古処誠二


●「UNKNOWN」(講談社ノベルス)

侵入不可能なはずの部屋の中に何故か盗聴器が仕掛けられた。密室の謎に挑むのは防諜のエキスパート・防衛部調査班の朝香ニ尉。犯人の残した微かな痕跡から、朝香は事件の全容を描き出す。

 第14回メフィスト賞受賞作。メフィスト賞はイロモノ/ゲテモノの代名詞なんですが、どうしてこんな極々ノーマルな作品が選ばれたのでしょうか。座談会で選考人が「どうしてメフィスト賞に応募したのか分からない」と論じてた作品があったけど、確かこれのコトだったような気がする。

 読後の印象としては、とにかく僕が今まで読んできた中で平均的/標準的なミステリという印象。インパクトは別にない。才能のある人がさらりと書いたような手際の良さも感じるし、悪く言えば量産型作家の1作という感じも受けましたが。悪く言うな。

 この人に関しては01年の12月31日の雑記で僕こんなコトを書いていました。

>最近気になるのが古処誠二作品。「2002本格ミステリ・ベスト10」の読者投票ランキングでの読者コメント、
「どの作品にも『動機』に意味を持たせてある。謎解きの面白さだけで終わらせない作者の非凡な才能を感じます」
これで興味を持ちました。動機ってのは純粋に謎を解くのみなら不要な要素だと思っているので、その部分がしっかり書かれてるってのはストーリーも重視してそうです。

 んで、この辺はどうだったかと言えば、確かに謎解きとストーリーの両輪がしっかりしてる作品でした。

 舞台は自衛隊。
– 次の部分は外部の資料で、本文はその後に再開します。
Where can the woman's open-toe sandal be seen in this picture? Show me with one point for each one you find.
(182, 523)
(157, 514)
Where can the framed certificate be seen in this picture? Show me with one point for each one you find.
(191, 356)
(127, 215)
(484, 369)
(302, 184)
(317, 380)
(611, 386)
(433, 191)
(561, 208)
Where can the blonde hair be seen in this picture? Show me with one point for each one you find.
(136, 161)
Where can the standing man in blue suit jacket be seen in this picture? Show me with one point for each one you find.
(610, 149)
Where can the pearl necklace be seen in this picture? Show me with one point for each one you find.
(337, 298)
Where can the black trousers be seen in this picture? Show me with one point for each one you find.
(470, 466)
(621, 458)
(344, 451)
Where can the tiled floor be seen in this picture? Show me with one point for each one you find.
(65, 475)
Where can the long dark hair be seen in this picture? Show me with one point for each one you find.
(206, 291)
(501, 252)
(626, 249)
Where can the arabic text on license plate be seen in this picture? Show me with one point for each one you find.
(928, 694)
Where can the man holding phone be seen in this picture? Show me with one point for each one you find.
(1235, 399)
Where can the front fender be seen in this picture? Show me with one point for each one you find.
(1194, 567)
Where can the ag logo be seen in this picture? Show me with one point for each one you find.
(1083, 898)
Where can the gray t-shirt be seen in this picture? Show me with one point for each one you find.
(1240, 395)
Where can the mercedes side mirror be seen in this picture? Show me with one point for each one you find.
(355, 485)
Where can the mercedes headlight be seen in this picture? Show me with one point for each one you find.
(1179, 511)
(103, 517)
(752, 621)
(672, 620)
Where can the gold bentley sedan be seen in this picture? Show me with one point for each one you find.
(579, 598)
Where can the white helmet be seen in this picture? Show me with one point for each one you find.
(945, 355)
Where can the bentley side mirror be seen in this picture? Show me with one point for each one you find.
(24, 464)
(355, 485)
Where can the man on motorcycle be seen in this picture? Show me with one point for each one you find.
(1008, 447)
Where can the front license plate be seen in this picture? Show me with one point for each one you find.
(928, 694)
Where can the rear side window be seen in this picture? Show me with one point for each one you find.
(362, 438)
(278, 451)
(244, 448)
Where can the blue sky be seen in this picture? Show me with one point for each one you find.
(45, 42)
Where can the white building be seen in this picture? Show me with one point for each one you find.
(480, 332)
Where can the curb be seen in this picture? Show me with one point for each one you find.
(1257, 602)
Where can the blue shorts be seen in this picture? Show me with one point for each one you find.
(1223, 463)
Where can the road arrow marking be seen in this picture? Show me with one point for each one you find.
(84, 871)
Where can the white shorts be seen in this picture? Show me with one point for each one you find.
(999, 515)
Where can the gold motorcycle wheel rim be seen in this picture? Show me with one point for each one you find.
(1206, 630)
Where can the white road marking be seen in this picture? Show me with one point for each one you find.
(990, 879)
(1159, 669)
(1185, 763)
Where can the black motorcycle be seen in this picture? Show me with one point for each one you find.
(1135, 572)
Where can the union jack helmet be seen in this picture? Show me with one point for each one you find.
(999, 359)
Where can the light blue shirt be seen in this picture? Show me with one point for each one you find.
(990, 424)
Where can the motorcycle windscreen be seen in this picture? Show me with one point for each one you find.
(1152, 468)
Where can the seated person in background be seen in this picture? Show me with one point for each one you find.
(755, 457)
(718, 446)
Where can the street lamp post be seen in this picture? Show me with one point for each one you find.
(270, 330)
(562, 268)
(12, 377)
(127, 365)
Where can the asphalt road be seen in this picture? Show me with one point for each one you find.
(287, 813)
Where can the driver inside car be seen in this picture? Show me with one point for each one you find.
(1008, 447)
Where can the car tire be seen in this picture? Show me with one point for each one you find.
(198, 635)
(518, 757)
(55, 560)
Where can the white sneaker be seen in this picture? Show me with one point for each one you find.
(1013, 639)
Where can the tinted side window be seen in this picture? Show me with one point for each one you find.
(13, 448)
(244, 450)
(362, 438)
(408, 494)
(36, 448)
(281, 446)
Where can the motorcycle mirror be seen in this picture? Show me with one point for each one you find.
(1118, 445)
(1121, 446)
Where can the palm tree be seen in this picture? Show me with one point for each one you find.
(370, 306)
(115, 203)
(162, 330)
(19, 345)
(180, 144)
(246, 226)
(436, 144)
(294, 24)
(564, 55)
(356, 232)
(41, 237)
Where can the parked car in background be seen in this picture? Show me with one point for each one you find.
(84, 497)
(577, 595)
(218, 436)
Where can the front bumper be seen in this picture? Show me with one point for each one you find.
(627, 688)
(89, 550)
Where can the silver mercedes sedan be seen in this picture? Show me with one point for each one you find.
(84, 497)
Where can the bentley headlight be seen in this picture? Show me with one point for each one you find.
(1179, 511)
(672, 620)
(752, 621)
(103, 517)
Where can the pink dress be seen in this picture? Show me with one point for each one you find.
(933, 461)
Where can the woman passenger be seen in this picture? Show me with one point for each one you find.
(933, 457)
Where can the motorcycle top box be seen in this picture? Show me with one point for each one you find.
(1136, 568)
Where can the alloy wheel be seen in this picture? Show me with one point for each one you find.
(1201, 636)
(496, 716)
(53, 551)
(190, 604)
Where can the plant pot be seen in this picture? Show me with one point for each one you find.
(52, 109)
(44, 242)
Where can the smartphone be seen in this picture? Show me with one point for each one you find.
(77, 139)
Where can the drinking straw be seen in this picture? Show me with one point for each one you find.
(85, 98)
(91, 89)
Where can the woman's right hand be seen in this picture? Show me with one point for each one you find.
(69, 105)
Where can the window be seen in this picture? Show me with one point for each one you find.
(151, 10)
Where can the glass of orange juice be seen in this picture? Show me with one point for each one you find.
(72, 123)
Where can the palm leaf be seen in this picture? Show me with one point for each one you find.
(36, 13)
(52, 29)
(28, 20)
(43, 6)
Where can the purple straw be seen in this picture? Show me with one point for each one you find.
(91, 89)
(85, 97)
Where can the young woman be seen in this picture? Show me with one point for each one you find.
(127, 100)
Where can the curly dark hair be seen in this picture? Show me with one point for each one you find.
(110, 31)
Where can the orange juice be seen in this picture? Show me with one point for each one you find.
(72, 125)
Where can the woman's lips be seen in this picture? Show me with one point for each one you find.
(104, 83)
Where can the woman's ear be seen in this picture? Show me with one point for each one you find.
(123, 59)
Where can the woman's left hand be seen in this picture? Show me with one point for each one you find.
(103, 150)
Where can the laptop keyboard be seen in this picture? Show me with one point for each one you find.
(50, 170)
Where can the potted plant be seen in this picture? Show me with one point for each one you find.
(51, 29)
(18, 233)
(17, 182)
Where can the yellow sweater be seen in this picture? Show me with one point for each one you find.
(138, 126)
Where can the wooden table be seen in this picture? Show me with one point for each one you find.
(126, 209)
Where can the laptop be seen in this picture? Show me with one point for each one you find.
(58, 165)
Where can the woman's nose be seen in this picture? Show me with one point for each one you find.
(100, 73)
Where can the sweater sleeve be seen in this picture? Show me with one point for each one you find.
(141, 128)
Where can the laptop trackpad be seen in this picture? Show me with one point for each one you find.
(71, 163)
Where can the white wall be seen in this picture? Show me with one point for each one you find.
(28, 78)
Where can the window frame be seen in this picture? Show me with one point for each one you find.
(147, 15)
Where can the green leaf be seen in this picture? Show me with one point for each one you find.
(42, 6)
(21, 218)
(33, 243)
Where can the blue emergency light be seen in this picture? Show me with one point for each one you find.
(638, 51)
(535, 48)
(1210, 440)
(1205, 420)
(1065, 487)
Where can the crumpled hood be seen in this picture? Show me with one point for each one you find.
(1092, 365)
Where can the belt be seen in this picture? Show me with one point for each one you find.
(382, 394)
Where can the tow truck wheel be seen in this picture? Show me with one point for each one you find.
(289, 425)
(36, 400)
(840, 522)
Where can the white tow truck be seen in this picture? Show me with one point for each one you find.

ホームズに朝香ニ尉、ワトソンに野上三曹。探偵資質ってのは同じモノを同じように五感で受信しても人よりも多くの情報を吸収するってコトだと考えれば、探偵はどこにでもいるもんだな、と思います。自衛隊ならではの問題や閉鎖世界のアレコレも、ちょっぴり衒学チックに、でもうるさくならない程度に描写されています。